Even though larger particles may be more efficacious and achieve greater bronchodilation, smaller aerosol particles less than 1.5 μm achieve greater total deposition and farther distal airways penetration [33]. Extra-fine particles improve long-term asthma control, quality of life in real-life studies, treatment stability, and the reduction in the daily ICS dose [32, 34,35,36].

However, studies have found no change in spirometry, indicating that these values may not reflect the effects of small-particle aerosols on peripheral airways [34]. Beclometasone dipropionate/formoterol (BDP/F) pressurized metered dose inhaler (pMDI) which delivers 1.4–1.5-μm particle sizes showed improvement in Sacin indicating that inflammation was suppressed in peripheral airways [37], especially in patients with abnormal baseline Sacin [38].

Systemic therapy is the other way to target distal airway disease. Intramuscular triamcinolone was used in STRA patients.

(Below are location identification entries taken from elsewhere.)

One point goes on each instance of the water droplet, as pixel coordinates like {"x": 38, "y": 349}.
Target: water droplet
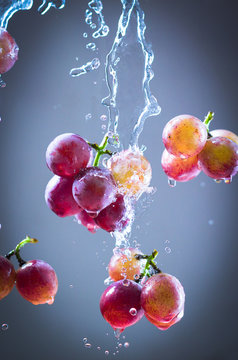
{"x": 4, "y": 327}
{"x": 91, "y": 46}
{"x": 103, "y": 118}
{"x": 126, "y": 282}
{"x": 168, "y": 250}
{"x": 171, "y": 182}
{"x": 88, "y": 117}
{"x": 133, "y": 311}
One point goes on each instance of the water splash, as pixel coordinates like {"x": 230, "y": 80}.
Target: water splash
{"x": 84, "y": 69}
{"x": 9, "y": 7}
{"x": 151, "y": 107}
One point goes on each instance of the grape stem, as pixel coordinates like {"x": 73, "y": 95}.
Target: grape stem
{"x": 16, "y": 251}
{"x": 149, "y": 263}
{"x": 208, "y": 118}
{"x": 100, "y": 149}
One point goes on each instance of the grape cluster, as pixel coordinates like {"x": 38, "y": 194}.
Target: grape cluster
{"x": 35, "y": 280}
{"x": 190, "y": 148}
{"x": 159, "y": 297}
{"x": 98, "y": 197}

LCI, FEV1, Sacin, and FeNO were evaluated but only LCI and FeNO significantly improved [25, 39]. LCI showed the most potential utility of the MBW indices [40]. Irving et al. [25] proposed that LCI normalization is due to a reduction in glucocorticoid‐refractory distal airway inflammation by high‐dose intramuscular glucocorticoids, leading to improvement in distal gas mixing.

Concluding Remarks

These findings suggest that spirometry is not sufficient to follow the progression of severe asthma suggesting a growing need for implementing new tests as a multidomain assessment that includes evaluation of distal airways disease. LCI may be the tool that addresses physiological changes in lung function that warrant other treatment approaches.

Current evidence suggests that LCI abnormalities may be a sensitive marker for the persistence of small distal airway disease and could relate to a more severe asthma endotype unresponsive to inhaled glucocorticoids although it is possible alternative anti-inflammatory therapies have yet to be identified. This review provides evidence about appropriate use of LCI for assessment of asthma which has previously been validated as a useful test for CF.

There remain many gaps in knowledge regarding LCI to establish its clinical utility which include no standardized cut-off point for LCI in asthma patients, the lack of real-life clinical interventions evaluating the effect of extra fine particle aerosols on LCI, and the paucity of follow-up studies that determine whether early abnormalities in LCI persist and predict a diagnosis of chronic asthma and/or a more severe form of infant asthma.